The 20 patients were recruited between September 2005 and January 2006. For 8 patients (40%), information in the PharmaNet database was consistent with the prescription medication list obtained during the best possible medication history at the time of admission. For the other 12 patients, a total of 30 unintended discrepancies were identified, 13 (43%) of which were classified as having potential for moderate or severe harm. The proportion of patients with unintended discrepancies was similar to that for the comparison cohort (60% versus 54%). Although the percentage of discrepancies involving omissions was lower than in the comparison population (37% versus 46%), these results were offset by a higher proportion of commission discrepancies (27% versus 0%).

Conclusion:

Unintended discrepancies were frequent, despite use of the PharmaNet database at the time of admission. Inconsistencies between the PharmaNet record and patients’ actual medication use, coupled with failure to verify PharmaNet data with patients, were likely contributing factors.

Keywords: medication history, medication reconciliation, prescription database, medication errors

INTRODUCTION

Medication errors are thought to account for up to 20% of all adverse reactions experienced in the hospital setting.1 One common source of medication error occurs on admission, when the health care provider collects information about the patient’s medications before admission and then decides to continue or discontinue these medications during the hospital stay. Adverse events can arise if there is an unintended discrepancy between the patient’s actual medication history and the medications ordered in the hospital. In 2005, Cornish and others2 reported that for 53.6% of study patients at a 1000-bed tertiary care hospital in Ontario, there were unintended discrepancies between orders written on admission to a general medicine ward and an interview-based medication history. Thirty-nine percent of these discrepancies were identified as having the potential to cause moderate or severe patient discomfort or clinical deterioration.

One potentially attractive option to minimize these errors is the use of pharmacy databases that record medication prescriptions filled at outpatient pharmacies. In British Columbia, pharmacies and hospitals have access to PharmaNet, an electronic, patient-specific record of prescriptions filled at all outpatient pharmacies throughout the province within the previous 14 months.

Although medication information from this type of drug database is increasingly being used as an aid in obtaining patients’ medication history, little is known about the accuracy of this process.
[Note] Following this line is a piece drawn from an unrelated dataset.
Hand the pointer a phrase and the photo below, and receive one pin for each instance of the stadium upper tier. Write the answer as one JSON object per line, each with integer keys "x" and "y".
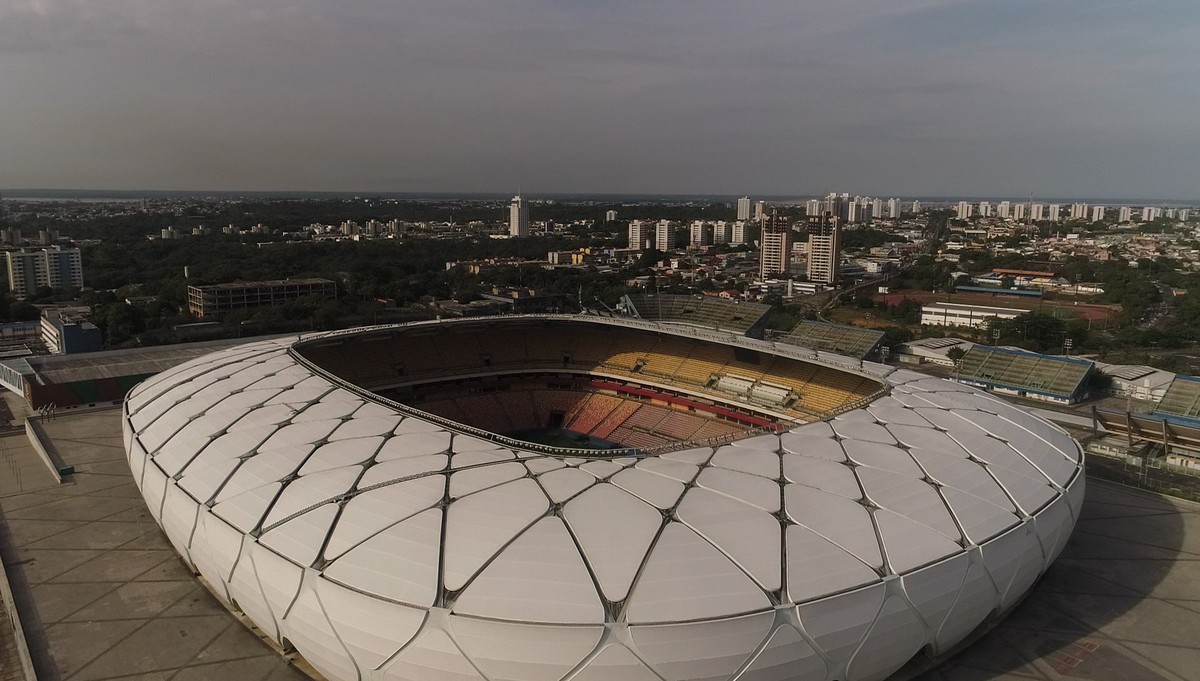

This pilot study was undertaken with the primary objective of quantifying and describing unintended medication discrepancies between medications ordered by physicians at the time of admission and a best possible medication history (a best-practice, interview-based medication history) for patients admitted to a general medicine ward in a tertiary care hospital with routine access to PharmaNet data. In addition, possible explanatory factors associated with these discrepancies were explored.

METHODS

Patients admitted from the emergency department to a general internal medicine ward by 1 of 2 preselected medical teams were identified the morning after admission by means of a computerized admission roster. Patients were considered for inclusion if their medication history indicated use of at least 4 regular prescription medications before admission. Patients were excluded if they had been transferred from a long-term care or nursing facility or from another acute care facility (since PharmaNet consistently records only outpatient prescriptions), if they were discharged within 24 h after admission, or if they were unable to consent to participate in the study. Because PharmaNet records prescription filling histories only for pharmacies located in British Columbia, patients from outside the province were also excluded. The study investigator (K.K.) approached all other patients, seeking their enrolment in the study, until a total of 20 patients had been recruited. Those who agreed were asked to provide informed consent. Patients who were not available to the study investigator because of obligations pertaining to their care and/or time constraints were not approached.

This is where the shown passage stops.